A Doctor of Veterinary Medicine with Southwest Vet Services suggests the lessons learned in dealing with Porcine Epidemic Diarrhea can be applied to other diseases that affect swine.
Porcine Epidemic Diarrhea surfaced in Ontario in early 2014 caused by a contaminated plasma source after farms in the U.S. had bean dealing with the disease for the previous nine months.
“The Eastern PED Outbreak: Lessons Learned” was among the topics discussed last week as part of a Swine Innovation Porc session held in conjunction with the 2018 Banff Pork Seminar.
Dr. Christine Pelland, a Doctor of Veterinary Medicine with Southwest Vet Services, says PED has opened up a whole avenue of exploring different risk factors.

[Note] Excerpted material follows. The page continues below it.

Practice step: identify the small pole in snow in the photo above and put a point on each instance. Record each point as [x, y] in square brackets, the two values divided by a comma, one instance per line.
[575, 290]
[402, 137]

We thought we knew what biosecurity was till this hit. We took biosecurity seriously with PRRS virus. PED is another virus that it doesn’t take much to infect a pig. It’s carried on manure and so we needed to be cognizant of people, pigs, anything people or pigs touched, and how it was getting into the barn.
It comes down to talking to our highest risk factors, meaning the cull assembly yards that touch the U.S. herd, U.S. plants, continuing to survey and have an awareness on the assembly yards that remain in Ontario that can foster these types o diseases and working with those people to really prevent the dissemination of the virus.
Dr. Christine Pelland-Southwest Vet Services
Dr. Pelland says we can extrapolate what we’re doing for PED to something like Seneca Valley, which, because it resembles Foot and Mouth Disease, will trigger a CFIA investigation which can prompt slaughter plant shutdowns and potentially have trade implications. She says all of the things we’re talking about with PED can be applicable to Seneca Valley or Foot and Mouth or PRRS or a number of other infections.